Baseball-reference has a stat which demonstrates this: sOPS+. It compares the park-adjusted OPS a team posts in a particular split with overall league offensive production in that split. For example, a team with an sOPS+ of 100 at catcher had aggregate league average hitting from their collective backstops. In 2008, the Sox had an sOPS+ of 94 or higher from every position except first base (where Konerko returns). They were usually a little under 100, but they were consistently right around there. For a club with an offense-wide of OPS+ of 101, they have surprisingly little room for significant upgrade, which makes an potential age-related declines that much more damaging. Thus it’s important for them that Quentin produce as their other big boppers drop off.
Furthermore, the flip side of that old truism is that creating a hole on a previously solid team is a quick way to worsen the squad. The Sox lost three of their starting position players from last year: third baseman Joe Crede, shortstop Orlando Cabrera, and centerfielder Nick Swisher.
The franchise can likely handle the loss of their infielders. Third baseman Josh Fields has already shown he can hit at a major league level.

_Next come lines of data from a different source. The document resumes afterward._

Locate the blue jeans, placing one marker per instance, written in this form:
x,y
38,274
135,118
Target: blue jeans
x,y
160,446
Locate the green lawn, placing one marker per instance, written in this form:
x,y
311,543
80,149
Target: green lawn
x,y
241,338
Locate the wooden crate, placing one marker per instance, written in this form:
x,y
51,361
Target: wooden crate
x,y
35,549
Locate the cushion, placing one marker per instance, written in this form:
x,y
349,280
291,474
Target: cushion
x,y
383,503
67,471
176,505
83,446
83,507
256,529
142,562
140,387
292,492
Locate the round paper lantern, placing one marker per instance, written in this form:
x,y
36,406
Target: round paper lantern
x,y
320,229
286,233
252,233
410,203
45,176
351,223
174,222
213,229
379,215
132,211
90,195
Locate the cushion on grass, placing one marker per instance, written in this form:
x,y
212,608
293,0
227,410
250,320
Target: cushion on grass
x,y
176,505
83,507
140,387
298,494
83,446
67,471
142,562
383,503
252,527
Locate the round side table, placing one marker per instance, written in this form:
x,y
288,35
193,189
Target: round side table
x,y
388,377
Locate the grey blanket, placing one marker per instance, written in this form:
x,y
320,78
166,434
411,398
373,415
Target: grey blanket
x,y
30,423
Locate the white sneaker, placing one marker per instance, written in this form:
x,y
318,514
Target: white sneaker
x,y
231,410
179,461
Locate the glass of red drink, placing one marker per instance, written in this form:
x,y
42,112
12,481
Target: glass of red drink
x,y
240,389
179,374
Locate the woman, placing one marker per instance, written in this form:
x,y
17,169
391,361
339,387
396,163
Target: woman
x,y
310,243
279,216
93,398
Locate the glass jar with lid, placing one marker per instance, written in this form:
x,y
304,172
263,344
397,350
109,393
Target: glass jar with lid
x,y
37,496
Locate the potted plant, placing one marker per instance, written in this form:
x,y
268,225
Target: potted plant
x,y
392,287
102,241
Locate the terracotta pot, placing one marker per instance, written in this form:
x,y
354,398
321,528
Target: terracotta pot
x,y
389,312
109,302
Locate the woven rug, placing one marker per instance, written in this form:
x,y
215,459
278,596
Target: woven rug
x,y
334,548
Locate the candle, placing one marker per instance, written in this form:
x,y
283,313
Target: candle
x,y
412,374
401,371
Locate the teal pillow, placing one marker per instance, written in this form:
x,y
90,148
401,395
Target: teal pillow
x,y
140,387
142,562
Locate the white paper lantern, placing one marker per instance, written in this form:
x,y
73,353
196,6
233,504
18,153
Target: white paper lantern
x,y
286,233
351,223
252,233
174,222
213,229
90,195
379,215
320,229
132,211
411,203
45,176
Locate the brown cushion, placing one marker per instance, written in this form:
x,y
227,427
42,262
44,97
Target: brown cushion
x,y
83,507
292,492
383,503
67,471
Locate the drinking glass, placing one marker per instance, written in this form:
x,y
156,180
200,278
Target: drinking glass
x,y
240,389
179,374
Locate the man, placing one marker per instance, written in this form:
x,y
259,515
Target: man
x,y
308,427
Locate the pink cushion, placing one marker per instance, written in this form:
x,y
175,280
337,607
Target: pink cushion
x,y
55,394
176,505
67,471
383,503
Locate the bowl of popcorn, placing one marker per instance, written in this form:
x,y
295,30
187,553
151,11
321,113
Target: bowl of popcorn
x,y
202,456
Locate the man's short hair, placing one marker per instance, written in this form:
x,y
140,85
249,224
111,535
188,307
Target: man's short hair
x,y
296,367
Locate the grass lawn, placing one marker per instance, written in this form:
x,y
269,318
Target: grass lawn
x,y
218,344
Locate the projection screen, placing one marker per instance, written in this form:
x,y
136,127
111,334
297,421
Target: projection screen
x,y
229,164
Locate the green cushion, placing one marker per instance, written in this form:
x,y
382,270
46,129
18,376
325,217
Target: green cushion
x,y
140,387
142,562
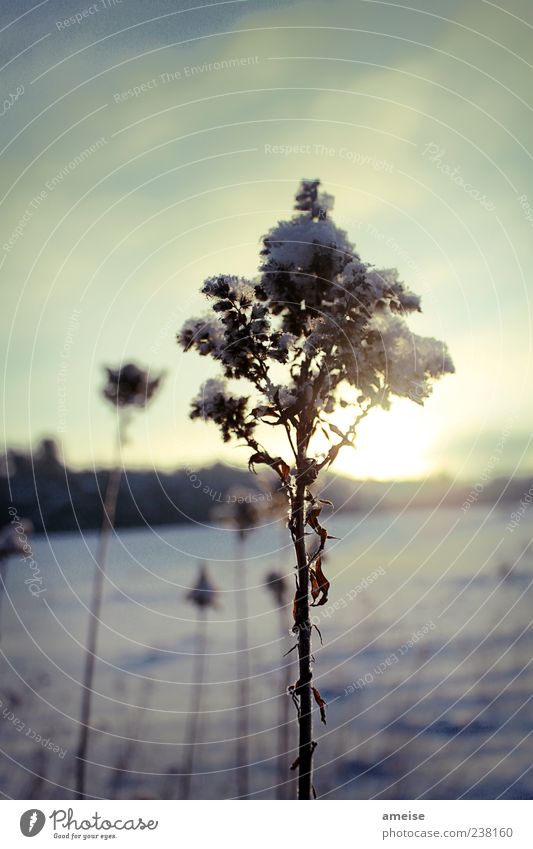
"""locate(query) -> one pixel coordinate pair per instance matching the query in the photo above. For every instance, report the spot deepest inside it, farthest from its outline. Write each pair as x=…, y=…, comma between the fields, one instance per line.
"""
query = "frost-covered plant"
x=318, y=330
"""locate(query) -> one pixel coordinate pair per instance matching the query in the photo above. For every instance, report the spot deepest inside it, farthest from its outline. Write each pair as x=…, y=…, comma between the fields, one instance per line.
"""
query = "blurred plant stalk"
x=127, y=388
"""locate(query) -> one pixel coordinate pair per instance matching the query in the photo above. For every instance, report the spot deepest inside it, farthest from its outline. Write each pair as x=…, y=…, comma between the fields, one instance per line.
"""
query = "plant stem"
x=243, y=672
x=284, y=717
x=303, y=690
x=4, y=566
x=191, y=735
x=110, y=504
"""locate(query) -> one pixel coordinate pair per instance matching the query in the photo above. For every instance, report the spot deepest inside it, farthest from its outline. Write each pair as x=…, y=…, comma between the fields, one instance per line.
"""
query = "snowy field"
x=426, y=662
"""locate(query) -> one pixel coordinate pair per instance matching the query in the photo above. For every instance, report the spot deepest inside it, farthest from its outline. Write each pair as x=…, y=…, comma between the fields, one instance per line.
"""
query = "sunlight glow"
x=390, y=444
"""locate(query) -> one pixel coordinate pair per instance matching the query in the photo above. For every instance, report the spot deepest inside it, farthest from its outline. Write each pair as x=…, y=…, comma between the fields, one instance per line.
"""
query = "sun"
x=390, y=444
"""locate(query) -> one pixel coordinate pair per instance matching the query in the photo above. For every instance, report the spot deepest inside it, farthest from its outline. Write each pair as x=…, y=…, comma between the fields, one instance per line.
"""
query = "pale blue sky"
x=384, y=99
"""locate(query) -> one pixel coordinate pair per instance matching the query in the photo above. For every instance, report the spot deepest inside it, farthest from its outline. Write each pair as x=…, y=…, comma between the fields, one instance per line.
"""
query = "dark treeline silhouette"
x=57, y=498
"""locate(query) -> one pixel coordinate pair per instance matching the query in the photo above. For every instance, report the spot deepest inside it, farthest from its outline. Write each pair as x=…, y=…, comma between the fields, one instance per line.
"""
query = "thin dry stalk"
x=195, y=709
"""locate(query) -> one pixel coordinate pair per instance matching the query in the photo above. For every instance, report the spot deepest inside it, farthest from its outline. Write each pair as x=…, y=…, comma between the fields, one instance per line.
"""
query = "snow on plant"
x=318, y=330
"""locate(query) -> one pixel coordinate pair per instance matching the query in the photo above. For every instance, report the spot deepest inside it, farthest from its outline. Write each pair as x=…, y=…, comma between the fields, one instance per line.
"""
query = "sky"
x=136, y=162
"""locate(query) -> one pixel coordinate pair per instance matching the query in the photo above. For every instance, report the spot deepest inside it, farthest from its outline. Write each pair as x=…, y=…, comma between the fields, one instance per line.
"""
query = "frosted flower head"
x=204, y=334
x=130, y=386
x=215, y=403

They team has a gaggle of talented prospects looking to move into second base (as Alexei Ramirez shifts from second to short to take Cabrera’s slot).
Center field might be the hole that hurts their lineup. Three men have been mentioned as possible starters in that hole this year: Jerry Owens (66 career OPS+ in 415 PA), Brian Anderson (67 OPS+ in 652 PA, and Dewayne Wise (62 OPS+ in 504 PA). Though the team’s defense should improve (helping flyballers like Floyd and Danks), the offense should suffer horribly.

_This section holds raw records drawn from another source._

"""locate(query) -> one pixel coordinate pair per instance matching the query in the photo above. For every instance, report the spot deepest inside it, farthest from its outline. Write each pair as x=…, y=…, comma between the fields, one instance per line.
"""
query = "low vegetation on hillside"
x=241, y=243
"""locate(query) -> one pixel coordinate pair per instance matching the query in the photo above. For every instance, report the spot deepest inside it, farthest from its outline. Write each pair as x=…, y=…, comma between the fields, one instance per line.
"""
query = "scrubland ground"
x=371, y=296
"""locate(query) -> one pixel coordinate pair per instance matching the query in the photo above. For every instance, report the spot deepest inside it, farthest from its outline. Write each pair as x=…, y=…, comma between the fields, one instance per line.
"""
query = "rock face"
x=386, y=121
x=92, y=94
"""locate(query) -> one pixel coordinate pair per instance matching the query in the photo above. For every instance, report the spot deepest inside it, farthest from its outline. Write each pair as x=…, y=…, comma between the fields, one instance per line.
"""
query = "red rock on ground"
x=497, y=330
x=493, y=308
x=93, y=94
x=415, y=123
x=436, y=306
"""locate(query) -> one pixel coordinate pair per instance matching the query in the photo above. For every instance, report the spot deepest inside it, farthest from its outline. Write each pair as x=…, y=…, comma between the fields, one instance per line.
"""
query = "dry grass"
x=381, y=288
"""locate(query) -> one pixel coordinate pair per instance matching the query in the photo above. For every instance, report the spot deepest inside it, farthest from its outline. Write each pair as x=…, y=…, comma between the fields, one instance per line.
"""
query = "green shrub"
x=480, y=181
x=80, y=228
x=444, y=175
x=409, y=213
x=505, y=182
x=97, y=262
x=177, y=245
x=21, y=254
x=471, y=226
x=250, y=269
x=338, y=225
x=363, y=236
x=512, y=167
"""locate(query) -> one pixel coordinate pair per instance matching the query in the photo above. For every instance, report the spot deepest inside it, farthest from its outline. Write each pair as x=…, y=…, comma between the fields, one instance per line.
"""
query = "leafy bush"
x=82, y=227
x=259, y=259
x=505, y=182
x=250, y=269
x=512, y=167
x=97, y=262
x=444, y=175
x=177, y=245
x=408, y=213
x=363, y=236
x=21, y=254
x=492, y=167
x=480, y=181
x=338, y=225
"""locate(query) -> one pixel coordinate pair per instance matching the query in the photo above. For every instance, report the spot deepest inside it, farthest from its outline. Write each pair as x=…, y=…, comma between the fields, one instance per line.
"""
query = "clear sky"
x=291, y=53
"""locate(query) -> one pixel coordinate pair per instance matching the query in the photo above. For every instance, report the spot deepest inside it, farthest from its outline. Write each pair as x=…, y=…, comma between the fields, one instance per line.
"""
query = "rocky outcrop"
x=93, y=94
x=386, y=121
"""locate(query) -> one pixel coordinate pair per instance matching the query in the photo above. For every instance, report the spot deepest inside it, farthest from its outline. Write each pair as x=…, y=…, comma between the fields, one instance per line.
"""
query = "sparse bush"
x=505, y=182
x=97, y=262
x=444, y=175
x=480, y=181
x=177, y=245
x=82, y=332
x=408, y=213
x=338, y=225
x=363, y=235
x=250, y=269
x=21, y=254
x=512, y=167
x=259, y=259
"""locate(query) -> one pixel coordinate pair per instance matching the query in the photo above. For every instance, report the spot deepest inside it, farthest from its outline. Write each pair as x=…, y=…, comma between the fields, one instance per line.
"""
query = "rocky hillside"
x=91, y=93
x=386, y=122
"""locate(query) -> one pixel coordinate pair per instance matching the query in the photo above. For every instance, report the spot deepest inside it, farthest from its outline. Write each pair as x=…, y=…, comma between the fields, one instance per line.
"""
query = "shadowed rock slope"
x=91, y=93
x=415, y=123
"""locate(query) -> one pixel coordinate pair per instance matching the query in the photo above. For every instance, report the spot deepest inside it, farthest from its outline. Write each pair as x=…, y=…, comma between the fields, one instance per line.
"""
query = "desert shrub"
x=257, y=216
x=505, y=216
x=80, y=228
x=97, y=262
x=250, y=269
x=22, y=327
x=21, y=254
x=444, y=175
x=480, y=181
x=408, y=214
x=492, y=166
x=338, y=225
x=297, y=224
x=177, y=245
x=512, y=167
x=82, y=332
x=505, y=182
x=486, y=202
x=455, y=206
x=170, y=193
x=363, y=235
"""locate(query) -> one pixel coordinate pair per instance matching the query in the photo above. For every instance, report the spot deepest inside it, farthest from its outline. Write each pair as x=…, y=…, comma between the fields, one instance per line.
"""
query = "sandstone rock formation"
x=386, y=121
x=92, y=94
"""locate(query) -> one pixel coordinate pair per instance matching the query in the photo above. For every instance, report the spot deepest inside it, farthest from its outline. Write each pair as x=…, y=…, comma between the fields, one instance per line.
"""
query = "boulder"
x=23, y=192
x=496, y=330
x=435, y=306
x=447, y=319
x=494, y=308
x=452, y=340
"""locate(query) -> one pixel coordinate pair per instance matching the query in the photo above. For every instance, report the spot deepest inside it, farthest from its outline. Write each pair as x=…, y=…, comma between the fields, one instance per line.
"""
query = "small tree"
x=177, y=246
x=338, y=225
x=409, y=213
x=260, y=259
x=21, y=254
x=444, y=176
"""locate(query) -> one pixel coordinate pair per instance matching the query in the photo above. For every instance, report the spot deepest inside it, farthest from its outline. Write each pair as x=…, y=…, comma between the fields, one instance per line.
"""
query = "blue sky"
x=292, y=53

5. Do you get the feeling that Kenny Williams knows something we don’t?
When I look at the White Sox, I see a third-place team. They went 89-74 last year on the strength of a very solid team, and this year I think their lineup has at least one hole in it, is likely to worsen overall, and I also think the back of their rotation will be a touch worse than 2008.
However, as noted at the outset, the White Sox have done a really good job making their critics look like idiots. Sure, Nate Silver’s PECOTA projection system made a deadly accurate prediction of their 72-90 record in 2007, but it also badly underestimated them in 2006. Conventional wisdom did a better job in 2006, but much worse in 2007. Neither the sabermetric community nor the public at large saw Chicago’s 2005 or 2008 triumphs coming.
I’d like to be able to sit back and explain why the Sox will be better, and how Kenny has brilliantly maneuvered the Sox into another surprise title in 2009, but . . . . I don’t see it.
Williams has always done a good job balancing the desire to win now with the ability to win down the road. Thus the Sox have two postseason appearances (and one ring) with only one losing record on his watch. This juggling act is especially impressive given that Williams doesn’t have a huge margin of error to work with in either direction.
This year, it looks like Williams has leaned more towards winning down the road than winning next year. The Sox usually acquire at least one proven veteran who can make an impact with the team right away. It can be a big name like Jim Thome or someone smaller like Nick Swisher.
This off-season the Sox lost the three previously mentioned starting position players and Vazquez. They are largely being replaced with kids. Even though they are good kids, talented young’uns often take a while to earn their sea legs in the majors. The biggest veteran Chicago signed is Bartolo Colon, who is essentially just a flyer having won just 11 games in the last three seasons.
Chicago’s best hope for a postseason appearance lies with the rest of the division. They need Cleveland and Detroit to remain hibernating, Kansas City to continue to stink, and Minnesota to falter. Frankly, all those things are possible, but I wouldn’t put my money on all of it occurring.